Russia aimed to help Donald Trump win the election using covert techniques, according to the declassified intelligence report released Friday. Ken Dilanian writes:
In "Key Judgments," the report says, "We assess Russian President Vladimir Putin ordered an influence campaign in 2016 aimed at the U.S. presidential election. Russia's goals were to undermine public faith in the U.S. democratic process, denigrate Secretary Clinton, and harm her electability and potential presidency. We further assess Putin and the Russian Government developed a clear preference for President-elect Trump."
The report says that the Russian government tried to help Trump "by discrediting Secretary Clinton." It says that the CIA, the FBI have "high confidence" in this judgment, while the NSA "has moderate confidence." [...]
The report does not offer any assessment about whether the hacking, leaking, and proliferation of fake news stories helped Trump win. Director of National Intelligence James Clapper told Congress Thursday that "we have no way of gauging the impact…it had on the choices the electorate made.
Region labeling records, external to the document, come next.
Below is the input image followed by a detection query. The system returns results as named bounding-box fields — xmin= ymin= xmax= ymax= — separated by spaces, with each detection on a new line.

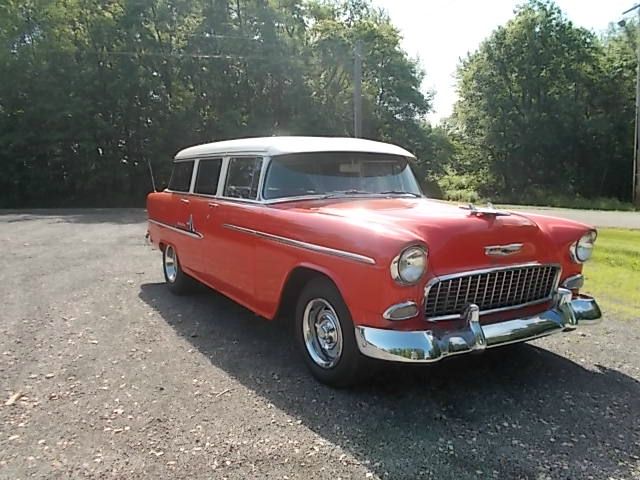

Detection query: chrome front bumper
xmin=356 ymin=288 xmax=602 ymax=363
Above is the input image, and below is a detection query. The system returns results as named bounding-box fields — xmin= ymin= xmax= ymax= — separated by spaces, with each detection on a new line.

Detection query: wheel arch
xmin=275 ymin=264 xmax=344 ymax=320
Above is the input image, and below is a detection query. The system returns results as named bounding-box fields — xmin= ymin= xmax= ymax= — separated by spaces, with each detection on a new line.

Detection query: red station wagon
xmin=147 ymin=137 xmax=601 ymax=386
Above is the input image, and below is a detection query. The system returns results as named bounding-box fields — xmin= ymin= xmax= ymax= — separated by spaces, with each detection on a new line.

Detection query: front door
xmin=211 ymin=156 xmax=264 ymax=301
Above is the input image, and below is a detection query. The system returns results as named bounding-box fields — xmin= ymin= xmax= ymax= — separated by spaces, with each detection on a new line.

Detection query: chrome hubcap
xmin=164 ymin=245 xmax=178 ymax=283
xmin=302 ymin=298 xmax=342 ymax=368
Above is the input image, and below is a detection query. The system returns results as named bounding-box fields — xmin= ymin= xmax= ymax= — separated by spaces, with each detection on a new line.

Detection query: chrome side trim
xmin=484 ymin=243 xmax=524 ymax=257
xmin=562 ymin=274 xmax=584 ymax=290
xmin=222 ymin=223 xmax=376 ymax=265
xmin=382 ymin=301 xmax=420 ymax=321
xmin=355 ymin=289 xmax=602 ymax=363
xmin=423 ymin=262 xmax=562 ymax=322
xmin=149 ymin=219 xmax=202 ymax=240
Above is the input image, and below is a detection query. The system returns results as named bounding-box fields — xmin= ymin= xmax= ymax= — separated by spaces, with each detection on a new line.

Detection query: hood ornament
xmin=484 ymin=243 xmax=523 ymax=257
xmin=459 ymin=202 xmax=511 ymax=217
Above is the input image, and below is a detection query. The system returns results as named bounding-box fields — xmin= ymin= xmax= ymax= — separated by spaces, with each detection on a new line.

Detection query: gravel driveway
xmin=0 ymin=210 xmax=640 ymax=479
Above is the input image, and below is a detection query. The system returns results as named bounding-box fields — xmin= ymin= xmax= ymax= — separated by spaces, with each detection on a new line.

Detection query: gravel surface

There's no way for us to gauge that."
"High confidence" is about as definitive as it gets in intelligence parlance. Naturally, that wasn't good enough for Trump, who issued his own statement 10 minutes after completing his briefing with intelligence officials. He reached a different conclusion:
"There was absolutely no effect on the outcome of the elections including the fact that there was no tampering whatsoever with voting machines," he wrote.
"Whatsoever!" says the popular vote loser.